Experiments with the taper were conducted using the setup shown in Fig. 9. A uniform multimode fiber was used as a reference to eliminate the source intensity variation with time. A halogen lamp was used to serve as a white light source that covers the wavelength region from 400nm to 1200nm. The fiber taper was secured with epoxy in a copper U-channel.
Two test samples were prepared for the absorption measurement. Sample 1 was a solution of 20ml 20% dimethyl sulfoxide (DMSO) and 80% deionized water (DH2O) with a refractive index of 1.363(λ=589.3nm). DMSO has a refractive index of 1.4780 and DH2O has a refractive index of 1.3333. The refractive index of the solvent of DMSO and DH2O varied linearly with the concentration, following the Lorentz-Lorentz law, which covered a refractive index range from water to the fiber core. The sample was transparent in the white light spectrum. Sample 2 was a 20ml DMSO solvent with the same concentration as sample 1 but with a 0.1mmol laser dye IR-140 dissolved in. The laser dye had a broad absorption band from 500nm to 900nm with a peak absorption wavelength of 823nm. The addition of the laser dye did not change the refractive index of the solvent. Transmission property could be verified using a series of DMSO solvent samples with different refractive indices.
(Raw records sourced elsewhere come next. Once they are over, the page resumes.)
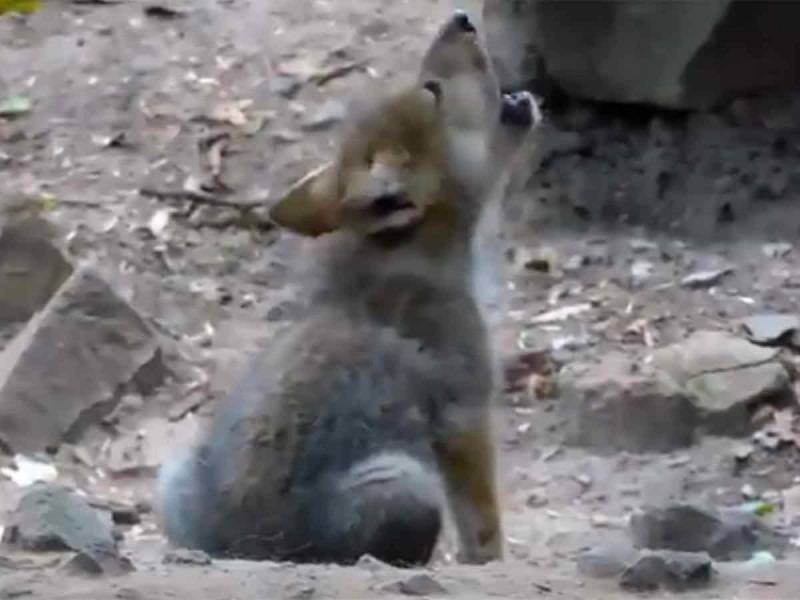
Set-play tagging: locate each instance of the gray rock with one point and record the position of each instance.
(663, 53)
(612, 409)
(66, 368)
(676, 571)
(329, 114)
(704, 279)
(183, 556)
(728, 534)
(420, 584)
(773, 329)
(53, 518)
(725, 376)
(606, 560)
(32, 268)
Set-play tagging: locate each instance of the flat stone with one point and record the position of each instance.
(420, 584)
(676, 571)
(66, 368)
(725, 376)
(772, 329)
(728, 534)
(606, 560)
(183, 556)
(613, 409)
(32, 268)
(53, 518)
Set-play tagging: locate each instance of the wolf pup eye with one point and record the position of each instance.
(435, 88)
(519, 109)
(462, 20)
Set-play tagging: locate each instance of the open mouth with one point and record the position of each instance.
(387, 204)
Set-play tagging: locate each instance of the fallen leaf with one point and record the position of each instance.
(159, 221)
(14, 106)
(28, 471)
(163, 12)
(701, 279)
(20, 6)
(560, 314)
(229, 112)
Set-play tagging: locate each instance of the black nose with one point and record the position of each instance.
(462, 20)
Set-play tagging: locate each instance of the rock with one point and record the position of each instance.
(66, 368)
(416, 585)
(676, 571)
(704, 279)
(725, 376)
(727, 534)
(183, 556)
(520, 366)
(121, 513)
(606, 560)
(776, 250)
(98, 563)
(329, 114)
(612, 409)
(53, 518)
(773, 329)
(641, 271)
(791, 505)
(545, 43)
(32, 268)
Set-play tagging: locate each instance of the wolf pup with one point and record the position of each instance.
(355, 431)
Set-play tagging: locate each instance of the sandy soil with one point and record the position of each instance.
(128, 109)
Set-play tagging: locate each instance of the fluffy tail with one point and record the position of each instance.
(388, 506)
(182, 500)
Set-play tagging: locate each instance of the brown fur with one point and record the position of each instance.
(346, 436)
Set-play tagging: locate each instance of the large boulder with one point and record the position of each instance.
(726, 376)
(70, 364)
(611, 407)
(670, 54)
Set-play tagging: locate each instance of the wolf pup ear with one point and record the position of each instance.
(310, 207)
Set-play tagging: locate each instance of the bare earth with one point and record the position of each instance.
(132, 109)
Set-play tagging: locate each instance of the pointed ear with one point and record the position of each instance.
(310, 207)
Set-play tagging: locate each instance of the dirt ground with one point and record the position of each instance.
(155, 138)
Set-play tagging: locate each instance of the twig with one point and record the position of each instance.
(199, 197)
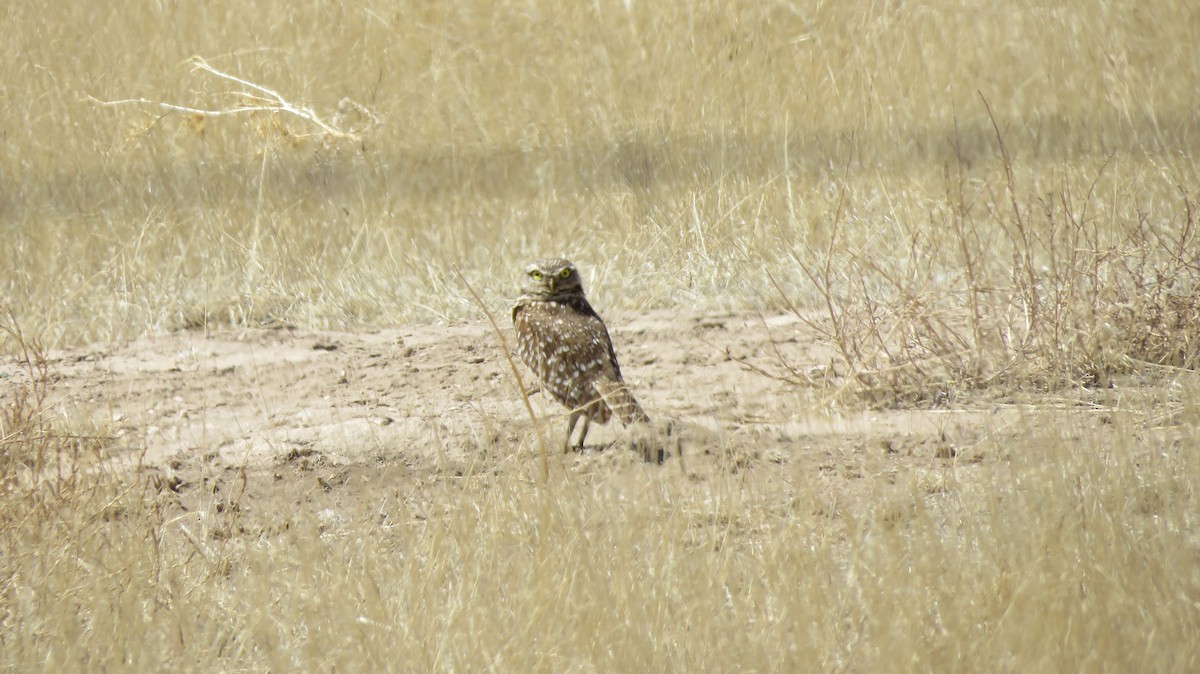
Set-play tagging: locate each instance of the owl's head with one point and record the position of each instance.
(551, 278)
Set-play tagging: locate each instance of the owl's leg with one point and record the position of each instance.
(570, 428)
(587, 421)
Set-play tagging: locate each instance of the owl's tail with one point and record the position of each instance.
(622, 403)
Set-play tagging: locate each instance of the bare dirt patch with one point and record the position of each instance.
(282, 417)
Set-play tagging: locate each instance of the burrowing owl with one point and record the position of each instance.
(567, 345)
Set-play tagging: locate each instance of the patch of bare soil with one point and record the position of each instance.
(286, 419)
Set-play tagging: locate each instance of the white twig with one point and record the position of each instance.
(269, 101)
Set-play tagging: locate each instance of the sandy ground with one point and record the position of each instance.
(319, 417)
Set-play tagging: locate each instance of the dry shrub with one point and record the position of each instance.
(1017, 281)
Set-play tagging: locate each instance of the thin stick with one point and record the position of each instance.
(270, 102)
(516, 374)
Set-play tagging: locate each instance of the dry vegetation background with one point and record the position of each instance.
(964, 200)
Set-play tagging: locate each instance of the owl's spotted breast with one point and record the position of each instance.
(567, 345)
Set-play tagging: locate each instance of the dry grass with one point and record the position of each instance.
(978, 198)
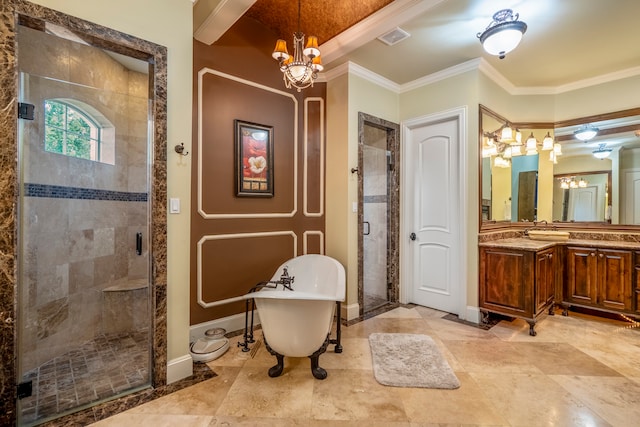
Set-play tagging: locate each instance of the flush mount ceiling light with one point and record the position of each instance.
(602, 152)
(301, 69)
(586, 132)
(503, 34)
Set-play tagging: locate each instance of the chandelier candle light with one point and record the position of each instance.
(301, 69)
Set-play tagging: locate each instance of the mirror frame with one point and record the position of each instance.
(493, 225)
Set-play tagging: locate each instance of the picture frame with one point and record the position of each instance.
(254, 159)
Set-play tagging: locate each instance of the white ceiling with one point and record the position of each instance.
(567, 41)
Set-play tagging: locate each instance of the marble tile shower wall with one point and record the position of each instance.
(80, 217)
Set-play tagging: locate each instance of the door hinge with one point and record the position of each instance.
(25, 111)
(25, 389)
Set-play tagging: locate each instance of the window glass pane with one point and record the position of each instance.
(53, 139)
(54, 114)
(69, 131)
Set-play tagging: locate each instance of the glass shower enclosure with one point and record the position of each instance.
(84, 304)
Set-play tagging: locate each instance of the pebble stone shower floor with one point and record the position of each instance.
(97, 370)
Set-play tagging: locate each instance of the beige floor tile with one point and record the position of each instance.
(535, 400)
(617, 400)
(356, 354)
(490, 356)
(450, 330)
(568, 375)
(426, 312)
(620, 352)
(369, 326)
(227, 421)
(133, 419)
(355, 395)
(563, 359)
(201, 399)
(255, 394)
(465, 405)
(234, 356)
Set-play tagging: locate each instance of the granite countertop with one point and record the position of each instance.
(527, 244)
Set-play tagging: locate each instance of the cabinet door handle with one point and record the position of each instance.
(139, 243)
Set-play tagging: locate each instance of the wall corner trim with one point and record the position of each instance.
(179, 368)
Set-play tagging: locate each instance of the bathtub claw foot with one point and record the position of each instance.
(318, 372)
(276, 370)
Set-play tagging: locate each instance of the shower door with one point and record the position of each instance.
(84, 320)
(378, 218)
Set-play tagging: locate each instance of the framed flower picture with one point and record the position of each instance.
(254, 159)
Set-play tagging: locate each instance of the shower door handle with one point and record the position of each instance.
(139, 243)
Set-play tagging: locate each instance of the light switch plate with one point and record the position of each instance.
(174, 205)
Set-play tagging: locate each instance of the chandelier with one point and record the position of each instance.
(301, 69)
(503, 34)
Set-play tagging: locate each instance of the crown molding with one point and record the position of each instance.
(470, 65)
(605, 78)
(360, 71)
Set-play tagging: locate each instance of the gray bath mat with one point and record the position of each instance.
(408, 360)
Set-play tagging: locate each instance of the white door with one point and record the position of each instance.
(433, 164)
(631, 198)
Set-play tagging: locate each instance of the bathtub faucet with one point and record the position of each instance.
(285, 279)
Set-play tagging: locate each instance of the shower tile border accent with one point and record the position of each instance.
(11, 12)
(62, 192)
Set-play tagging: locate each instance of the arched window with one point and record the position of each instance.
(71, 129)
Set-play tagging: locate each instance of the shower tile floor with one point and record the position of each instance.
(579, 370)
(97, 370)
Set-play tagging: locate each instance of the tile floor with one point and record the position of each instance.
(578, 371)
(102, 368)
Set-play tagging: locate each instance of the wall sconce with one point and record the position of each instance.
(180, 149)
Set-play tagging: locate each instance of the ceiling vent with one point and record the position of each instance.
(394, 36)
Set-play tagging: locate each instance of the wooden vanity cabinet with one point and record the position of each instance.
(636, 281)
(517, 283)
(599, 278)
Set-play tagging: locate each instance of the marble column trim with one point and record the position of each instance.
(13, 12)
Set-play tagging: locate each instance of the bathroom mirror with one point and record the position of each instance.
(589, 182)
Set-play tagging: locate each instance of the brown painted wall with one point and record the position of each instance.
(232, 248)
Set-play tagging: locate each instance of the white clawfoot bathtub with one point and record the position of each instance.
(297, 322)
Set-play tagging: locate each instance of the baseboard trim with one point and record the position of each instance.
(231, 323)
(350, 312)
(179, 368)
(473, 315)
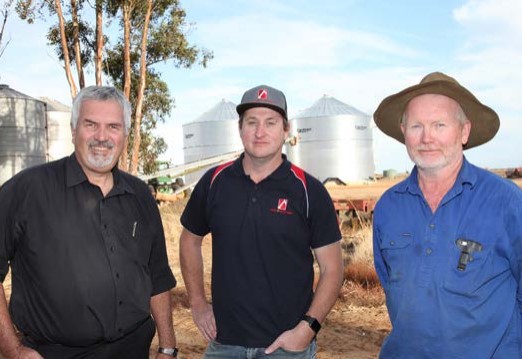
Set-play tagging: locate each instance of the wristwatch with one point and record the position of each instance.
(173, 352)
(312, 322)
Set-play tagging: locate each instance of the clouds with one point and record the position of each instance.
(356, 51)
(277, 42)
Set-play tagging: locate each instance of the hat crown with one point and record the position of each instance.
(438, 76)
(263, 96)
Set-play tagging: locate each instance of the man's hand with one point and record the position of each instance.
(204, 318)
(296, 339)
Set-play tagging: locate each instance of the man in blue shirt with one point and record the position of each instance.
(448, 239)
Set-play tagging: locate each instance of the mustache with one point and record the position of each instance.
(107, 144)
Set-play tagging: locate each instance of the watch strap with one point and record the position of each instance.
(173, 352)
(312, 322)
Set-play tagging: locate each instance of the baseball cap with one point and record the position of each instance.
(263, 96)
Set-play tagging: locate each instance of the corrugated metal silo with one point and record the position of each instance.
(214, 133)
(59, 137)
(23, 140)
(334, 140)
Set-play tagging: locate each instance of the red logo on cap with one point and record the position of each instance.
(262, 94)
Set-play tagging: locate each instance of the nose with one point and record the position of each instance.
(260, 130)
(101, 134)
(426, 134)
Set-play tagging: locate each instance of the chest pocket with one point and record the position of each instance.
(396, 251)
(477, 272)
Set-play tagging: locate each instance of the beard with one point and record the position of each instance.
(99, 160)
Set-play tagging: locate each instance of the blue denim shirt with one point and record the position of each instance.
(437, 310)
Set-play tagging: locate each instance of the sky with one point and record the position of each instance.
(358, 51)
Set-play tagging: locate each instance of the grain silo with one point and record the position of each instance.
(23, 140)
(213, 133)
(59, 137)
(334, 141)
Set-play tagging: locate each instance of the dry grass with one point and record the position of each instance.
(361, 285)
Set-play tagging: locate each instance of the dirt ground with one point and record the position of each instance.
(355, 328)
(351, 330)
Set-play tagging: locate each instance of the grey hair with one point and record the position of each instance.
(459, 114)
(101, 93)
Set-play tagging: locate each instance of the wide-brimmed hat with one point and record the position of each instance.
(484, 121)
(263, 96)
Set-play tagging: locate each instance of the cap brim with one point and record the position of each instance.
(241, 108)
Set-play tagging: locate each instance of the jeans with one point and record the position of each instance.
(216, 350)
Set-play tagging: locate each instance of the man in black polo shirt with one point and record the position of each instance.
(267, 218)
(86, 249)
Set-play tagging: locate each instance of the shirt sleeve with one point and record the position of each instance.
(10, 228)
(380, 266)
(513, 226)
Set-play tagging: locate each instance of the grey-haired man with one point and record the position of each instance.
(86, 248)
(448, 239)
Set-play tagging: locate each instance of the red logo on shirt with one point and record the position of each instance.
(282, 205)
(262, 94)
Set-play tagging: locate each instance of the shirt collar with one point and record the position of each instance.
(75, 176)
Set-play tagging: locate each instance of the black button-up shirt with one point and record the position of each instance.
(84, 266)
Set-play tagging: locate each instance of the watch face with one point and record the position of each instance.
(168, 351)
(314, 324)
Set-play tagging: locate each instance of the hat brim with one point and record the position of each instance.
(484, 121)
(241, 108)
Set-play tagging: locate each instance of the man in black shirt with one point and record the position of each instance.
(268, 219)
(86, 248)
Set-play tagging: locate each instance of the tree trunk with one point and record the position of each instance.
(76, 41)
(67, 63)
(141, 91)
(98, 56)
(126, 10)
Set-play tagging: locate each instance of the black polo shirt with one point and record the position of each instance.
(83, 266)
(262, 236)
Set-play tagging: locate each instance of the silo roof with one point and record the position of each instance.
(53, 105)
(222, 111)
(329, 106)
(7, 92)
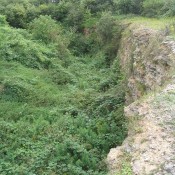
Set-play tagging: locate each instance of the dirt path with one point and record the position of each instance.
(151, 141)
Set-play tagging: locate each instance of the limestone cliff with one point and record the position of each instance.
(148, 58)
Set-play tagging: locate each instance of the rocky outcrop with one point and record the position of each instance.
(148, 58)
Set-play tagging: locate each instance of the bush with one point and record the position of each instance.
(15, 47)
(3, 20)
(168, 8)
(128, 6)
(153, 8)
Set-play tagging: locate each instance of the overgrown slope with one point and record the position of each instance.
(59, 113)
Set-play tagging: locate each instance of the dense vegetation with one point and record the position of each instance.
(61, 87)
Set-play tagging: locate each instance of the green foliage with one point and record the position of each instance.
(152, 8)
(128, 6)
(57, 116)
(3, 20)
(16, 47)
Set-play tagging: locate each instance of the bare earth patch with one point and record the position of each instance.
(151, 140)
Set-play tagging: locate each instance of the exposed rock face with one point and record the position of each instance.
(148, 59)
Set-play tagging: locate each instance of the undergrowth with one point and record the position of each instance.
(58, 114)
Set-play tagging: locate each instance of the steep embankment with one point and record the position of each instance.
(147, 56)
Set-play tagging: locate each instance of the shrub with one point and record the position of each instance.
(128, 6)
(152, 8)
(15, 47)
(3, 20)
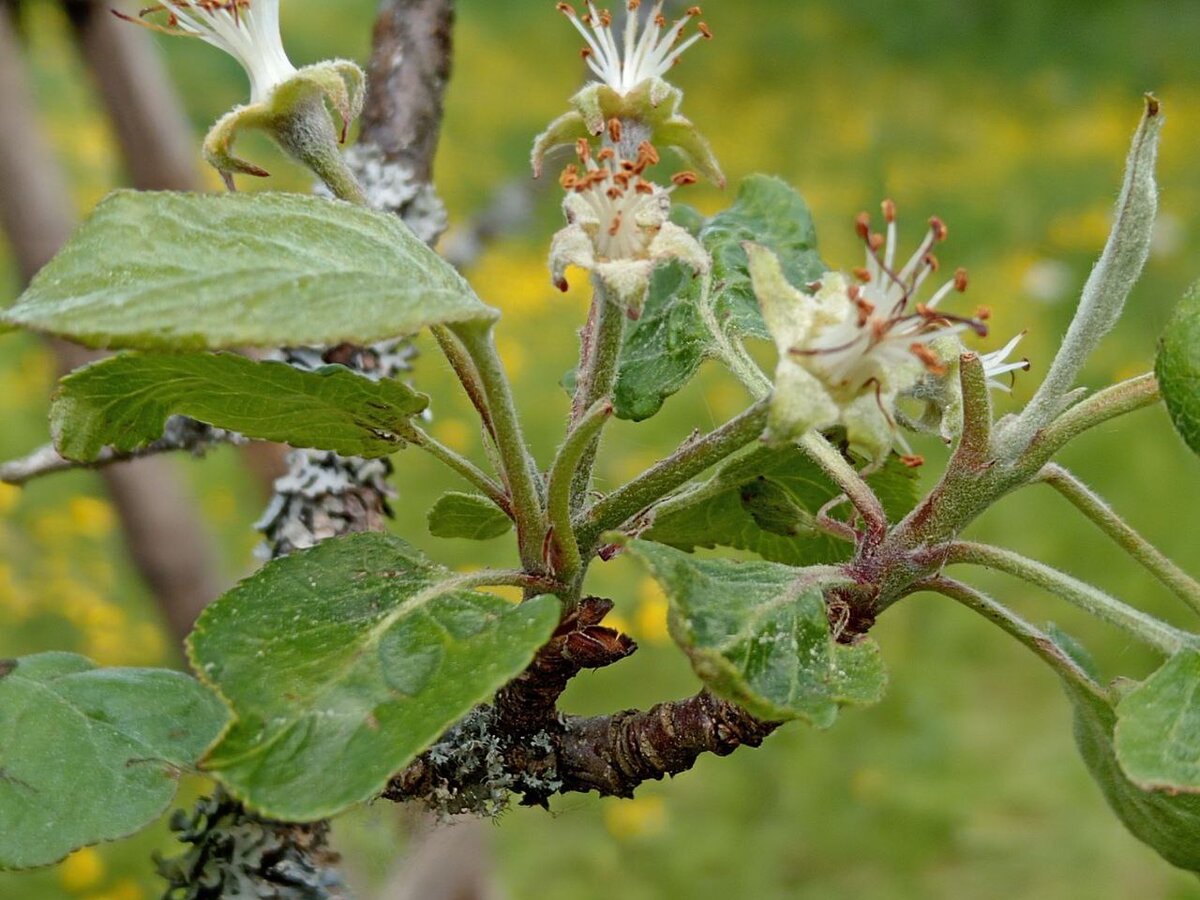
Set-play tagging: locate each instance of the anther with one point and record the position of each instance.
(863, 226)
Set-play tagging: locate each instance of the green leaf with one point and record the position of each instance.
(125, 401)
(1179, 367)
(343, 663)
(219, 271)
(766, 502)
(1158, 729)
(759, 635)
(90, 754)
(1168, 822)
(467, 515)
(676, 334)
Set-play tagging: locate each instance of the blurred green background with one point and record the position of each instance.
(1008, 119)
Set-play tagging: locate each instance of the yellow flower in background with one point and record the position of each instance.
(91, 517)
(82, 870)
(637, 817)
(10, 497)
(652, 612)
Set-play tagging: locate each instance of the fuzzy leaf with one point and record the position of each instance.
(1179, 367)
(1158, 727)
(766, 502)
(675, 335)
(1168, 822)
(759, 634)
(467, 515)
(89, 754)
(204, 271)
(125, 401)
(343, 663)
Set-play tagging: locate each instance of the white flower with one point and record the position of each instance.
(849, 347)
(286, 102)
(617, 226)
(646, 52)
(249, 30)
(995, 364)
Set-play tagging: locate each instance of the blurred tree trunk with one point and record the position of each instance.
(169, 547)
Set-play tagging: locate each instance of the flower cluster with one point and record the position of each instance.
(851, 346)
(617, 223)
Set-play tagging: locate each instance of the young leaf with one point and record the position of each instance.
(125, 401)
(1179, 367)
(766, 502)
(677, 331)
(1168, 822)
(467, 515)
(219, 271)
(90, 754)
(1158, 729)
(343, 663)
(759, 634)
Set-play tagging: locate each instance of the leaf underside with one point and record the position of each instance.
(666, 347)
(160, 270)
(345, 661)
(759, 634)
(89, 754)
(124, 402)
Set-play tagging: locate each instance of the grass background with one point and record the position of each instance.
(1011, 121)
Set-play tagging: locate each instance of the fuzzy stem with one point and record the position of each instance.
(843, 474)
(598, 375)
(562, 477)
(667, 475)
(520, 469)
(1104, 295)
(1014, 625)
(1120, 400)
(459, 463)
(1122, 534)
(1092, 600)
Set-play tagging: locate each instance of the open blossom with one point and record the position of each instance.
(617, 225)
(629, 84)
(645, 52)
(286, 102)
(249, 30)
(851, 346)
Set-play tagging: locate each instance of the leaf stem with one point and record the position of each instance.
(562, 475)
(846, 477)
(690, 460)
(599, 357)
(1014, 625)
(1120, 400)
(459, 463)
(520, 469)
(1091, 599)
(465, 370)
(1122, 534)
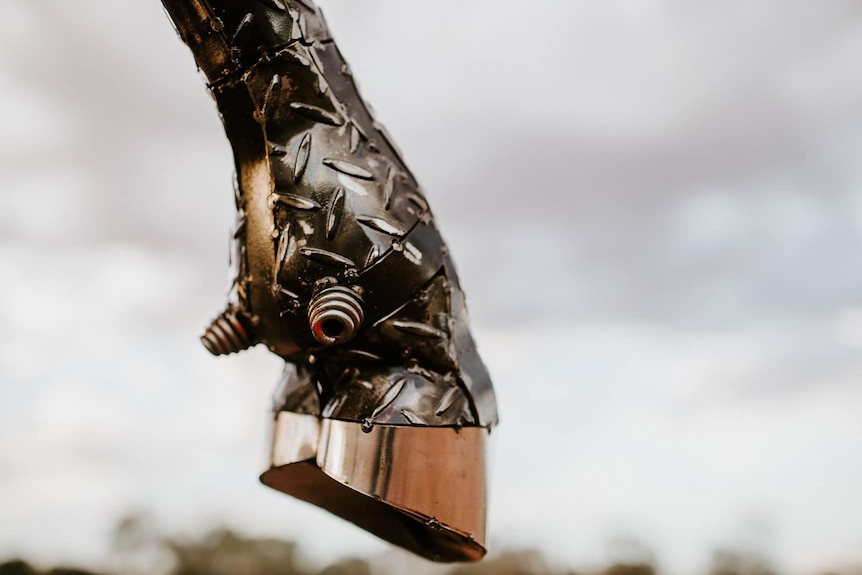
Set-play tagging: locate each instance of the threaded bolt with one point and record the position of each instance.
(335, 315)
(226, 334)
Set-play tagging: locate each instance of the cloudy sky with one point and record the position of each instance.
(655, 207)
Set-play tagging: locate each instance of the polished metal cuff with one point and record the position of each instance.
(385, 405)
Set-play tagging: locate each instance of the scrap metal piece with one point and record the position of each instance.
(385, 407)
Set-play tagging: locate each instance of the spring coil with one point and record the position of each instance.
(335, 315)
(226, 335)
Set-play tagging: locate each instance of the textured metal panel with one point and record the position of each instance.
(339, 267)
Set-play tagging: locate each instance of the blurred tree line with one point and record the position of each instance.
(139, 549)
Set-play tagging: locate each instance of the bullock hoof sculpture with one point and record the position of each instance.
(385, 407)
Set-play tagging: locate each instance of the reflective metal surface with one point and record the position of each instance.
(388, 480)
(340, 270)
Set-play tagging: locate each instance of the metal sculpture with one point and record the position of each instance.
(385, 406)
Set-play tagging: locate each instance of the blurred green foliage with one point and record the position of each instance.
(140, 549)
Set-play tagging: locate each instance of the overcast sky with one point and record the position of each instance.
(656, 211)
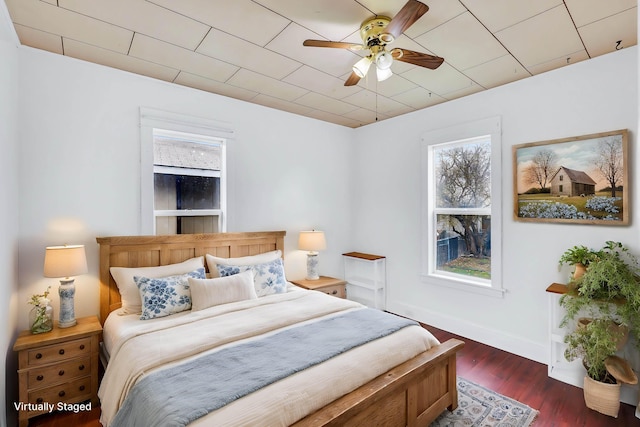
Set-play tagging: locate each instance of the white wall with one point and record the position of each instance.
(588, 97)
(8, 214)
(79, 167)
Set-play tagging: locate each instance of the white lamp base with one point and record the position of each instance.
(312, 266)
(67, 313)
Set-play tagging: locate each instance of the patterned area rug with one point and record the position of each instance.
(481, 407)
The taper was immersed in sample 1 and the spectrum was recorded as I0 (the ratio of the outputs of the two branches: I′ 0/I REF). After the taper was cleaned and dried, it was immersed in sample 2 and the spectrum was recorded as I1(the ratio of the outputs of the two branches: I′ 1/I REF). The absorption spectrum was obtained as log I 0/I 1 shown in Fig. 10. An absorption peak around 823nm is evident, however the spectrum will not be the same as the spectrum of IR-140 because the evanescent wave power fraction is proportional to the wavelength according to Eq. (8); measured absorption spectrum in the long wavelength region will be strengthened.
A theoretical model of cladded multimode fiber taper using geometric and wave theory was provided to study its transmission property and evanescent wave absorption. Numerical analysis was conducted on the effects of taper ratio, refractive index of external medium, and taper length on the sensitivity of absorption. Compared to uncladded multimode fiber taper, cladded multimode taper is mechanically stronger and also easier to manufacture. The sensitivity of absorption is lower than the uncladded one with the same taper ratio especially when R is small although both can be enhanced using longer taper. Also, the sensitivity of cladded multimode taper depends on the refractive index of the external medium. When the refractive index of the external medium is close to the fiber index, the sensitivity will be weak due to the presence of the cladding. Simple experiments demonstrated that the cladded multimode fiber optic taper could serve as a chemical sensor with sufficient sensitivity.
This research is supported by NASA Langley Research Center through NASA-University Photonics Education and Research Consortium (NUPERC).